The downstairs rec room was my favorite. His old desk was full of odds and ends. I can still smell that old pipe he had sitting on the glass top and I’m sure he had a cigar humidor sitting around there somewhere. Little boys like that kind of stuff.
The family room had a TV and what had to have been one of the first remote controls. It had two buttons. I never knew how to work it. I think it had broken before I got my mitts on it.
I remember when he gave me a cut-down iron and what must have been a three-wood. I can’t remember exactly because I wasn’t much of a golf fanatic at five years old. I don’t know what happened to the wood. The iron survived for a long time but it’s gone now. I mostly used it as a rifle when fighting whichever evil forces were afoot.
After Grandpa retired from the Army at Fort Lewis he would play the Fort Lewis Golf Course. There are currently 27 holes on the forest-lined course which has, in recent years, opened to the public.
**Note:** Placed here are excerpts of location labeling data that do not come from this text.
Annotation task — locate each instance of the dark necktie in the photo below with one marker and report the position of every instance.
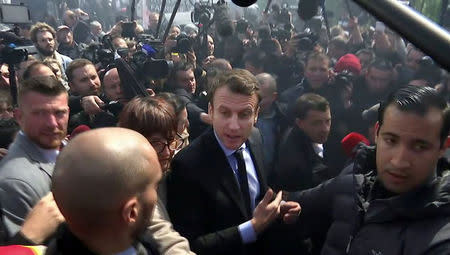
(243, 181)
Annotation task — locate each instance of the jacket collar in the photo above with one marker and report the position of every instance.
(380, 206)
(31, 149)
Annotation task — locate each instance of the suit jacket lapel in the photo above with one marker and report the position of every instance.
(224, 172)
(34, 154)
(255, 143)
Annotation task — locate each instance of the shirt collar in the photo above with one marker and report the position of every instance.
(227, 151)
(129, 251)
(50, 155)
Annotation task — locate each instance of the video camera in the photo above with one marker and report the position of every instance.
(13, 55)
(306, 40)
(203, 13)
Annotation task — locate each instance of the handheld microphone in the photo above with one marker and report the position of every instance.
(243, 3)
(351, 141)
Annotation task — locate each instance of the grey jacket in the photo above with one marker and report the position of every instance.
(25, 177)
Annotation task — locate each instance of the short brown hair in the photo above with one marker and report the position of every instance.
(46, 85)
(308, 102)
(239, 81)
(77, 63)
(41, 27)
(148, 116)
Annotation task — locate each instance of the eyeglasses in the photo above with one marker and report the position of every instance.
(159, 146)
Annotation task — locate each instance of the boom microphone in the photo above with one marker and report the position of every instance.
(243, 3)
(351, 141)
(224, 24)
(307, 9)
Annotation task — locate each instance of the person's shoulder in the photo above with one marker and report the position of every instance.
(65, 59)
(196, 149)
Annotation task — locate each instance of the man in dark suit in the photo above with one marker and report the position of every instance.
(217, 184)
(301, 163)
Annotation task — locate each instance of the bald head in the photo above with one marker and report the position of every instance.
(99, 171)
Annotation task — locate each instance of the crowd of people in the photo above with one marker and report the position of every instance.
(271, 139)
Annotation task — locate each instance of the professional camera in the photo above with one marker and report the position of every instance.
(146, 66)
(184, 44)
(96, 53)
(12, 55)
(282, 33)
(202, 13)
(306, 40)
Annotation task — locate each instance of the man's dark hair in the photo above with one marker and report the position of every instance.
(174, 100)
(418, 100)
(5, 97)
(308, 102)
(239, 81)
(178, 67)
(29, 70)
(77, 63)
(255, 58)
(46, 85)
(148, 116)
(381, 64)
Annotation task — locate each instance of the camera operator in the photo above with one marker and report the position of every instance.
(182, 82)
(83, 78)
(100, 110)
(67, 45)
(43, 37)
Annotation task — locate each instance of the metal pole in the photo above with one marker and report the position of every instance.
(443, 11)
(423, 33)
(325, 17)
(172, 17)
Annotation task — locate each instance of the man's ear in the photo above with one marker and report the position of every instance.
(299, 123)
(130, 211)
(18, 115)
(256, 115)
(210, 109)
(377, 129)
(445, 146)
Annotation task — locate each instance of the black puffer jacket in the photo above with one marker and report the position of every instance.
(358, 216)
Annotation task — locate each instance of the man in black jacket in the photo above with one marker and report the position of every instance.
(397, 201)
(182, 83)
(300, 164)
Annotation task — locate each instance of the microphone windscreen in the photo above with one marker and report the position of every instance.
(243, 3)
(350, 141)
(307, 9)
(224, 24)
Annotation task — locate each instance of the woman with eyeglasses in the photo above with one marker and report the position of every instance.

Occasionally you can hear the squeaking of metal on tread as a tank rumbles through the woods not too far from the course. I was putting to the sound on the elevated third green a couple of summers ago.
Whenever I’m on the course, I try to picture in my mind where Grandpa and I must have been when he took me golfing one summer. I’m sure he wanted to show me the game. By that time, I had to have been just shy of a teen and there was plenty for me to learn. I don’t think I hit too many shots nor could it have been successful from a golfing standpoint. But there was Grandpa playing the game he loved with one of the grandkids he loved.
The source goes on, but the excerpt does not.